Todos nós aprendemos que não se deve julgar as pessoas pela aparência, entretanto diz o ditado que a primeira impressão é a que fica. Ora, a primeira impressão é justamente a aparência. De fato, nosso cérebro é montado para registrar muitas informações ao mesmo tempo, juntá-las todas e construir em nossas mentes um conjunto uniforme. O nosso cérebro trabalha classificando e enquadrando em categorias, de forma que percepções novas são interpretadas e agrupadas nas categorias pré-existentes, ou seja, naquelas construídas a partir de experiências anteriores. Por exemplo, se eu vejo um objeto com encosto e quatro apoios, rapidamente coloco-o na categoria cadeira, seja ele feito de madeira, ou metal, seja ele rebuscado, ou simplista.
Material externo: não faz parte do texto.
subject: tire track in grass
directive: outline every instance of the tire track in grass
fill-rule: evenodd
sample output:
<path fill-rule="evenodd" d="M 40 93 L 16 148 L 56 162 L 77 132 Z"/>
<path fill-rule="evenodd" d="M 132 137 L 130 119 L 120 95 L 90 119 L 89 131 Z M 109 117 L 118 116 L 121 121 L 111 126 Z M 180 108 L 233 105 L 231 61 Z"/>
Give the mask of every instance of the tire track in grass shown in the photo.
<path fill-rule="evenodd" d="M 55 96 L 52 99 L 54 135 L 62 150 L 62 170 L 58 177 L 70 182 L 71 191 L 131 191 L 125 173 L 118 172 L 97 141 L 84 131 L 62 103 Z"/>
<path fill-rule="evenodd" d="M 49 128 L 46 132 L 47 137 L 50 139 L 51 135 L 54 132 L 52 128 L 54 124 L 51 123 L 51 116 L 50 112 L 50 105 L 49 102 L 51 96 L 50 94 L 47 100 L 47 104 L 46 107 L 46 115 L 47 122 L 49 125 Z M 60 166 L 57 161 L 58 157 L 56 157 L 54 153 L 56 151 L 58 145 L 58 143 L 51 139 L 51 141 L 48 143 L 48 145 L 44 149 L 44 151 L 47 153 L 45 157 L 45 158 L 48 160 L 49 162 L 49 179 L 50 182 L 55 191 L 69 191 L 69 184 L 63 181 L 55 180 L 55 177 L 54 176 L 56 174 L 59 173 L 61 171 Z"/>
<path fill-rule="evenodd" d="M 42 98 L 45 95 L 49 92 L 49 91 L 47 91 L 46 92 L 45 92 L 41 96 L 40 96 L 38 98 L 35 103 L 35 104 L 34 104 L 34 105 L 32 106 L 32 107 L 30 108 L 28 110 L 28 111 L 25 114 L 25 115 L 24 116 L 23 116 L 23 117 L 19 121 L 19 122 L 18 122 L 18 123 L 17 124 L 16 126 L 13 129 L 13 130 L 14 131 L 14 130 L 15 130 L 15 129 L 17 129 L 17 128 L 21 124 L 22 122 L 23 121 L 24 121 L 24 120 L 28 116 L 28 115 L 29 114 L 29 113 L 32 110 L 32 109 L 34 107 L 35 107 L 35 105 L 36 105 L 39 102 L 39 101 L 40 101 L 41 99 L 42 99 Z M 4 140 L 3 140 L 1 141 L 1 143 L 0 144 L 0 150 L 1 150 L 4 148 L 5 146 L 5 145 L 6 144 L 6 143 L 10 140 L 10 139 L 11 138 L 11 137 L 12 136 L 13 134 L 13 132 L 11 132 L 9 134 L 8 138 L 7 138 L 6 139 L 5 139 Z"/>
Nesse processo, o nosso conhecimento sobre o mundo, sobre o que é bom e o que é ruim, sobre regras de conduta, etc. vai sendo pouco a pouco ampliado e sedimentado, o que nos torna mais seguros nas nossas interações e escolhas. Todavia, justamente aqui está a fonte do preconceito e do estigma, ou seja, a tendência de classificar em categorias já conhecidas cria no nosso cérebro a dificuldade de lidar com impressões inéditas, ou por demais complexas, ou seja, aquelas que não se deixam enquadrar nos conceitos já estabelecidos sobre o certo e o errado, o feio e o bonito, etc.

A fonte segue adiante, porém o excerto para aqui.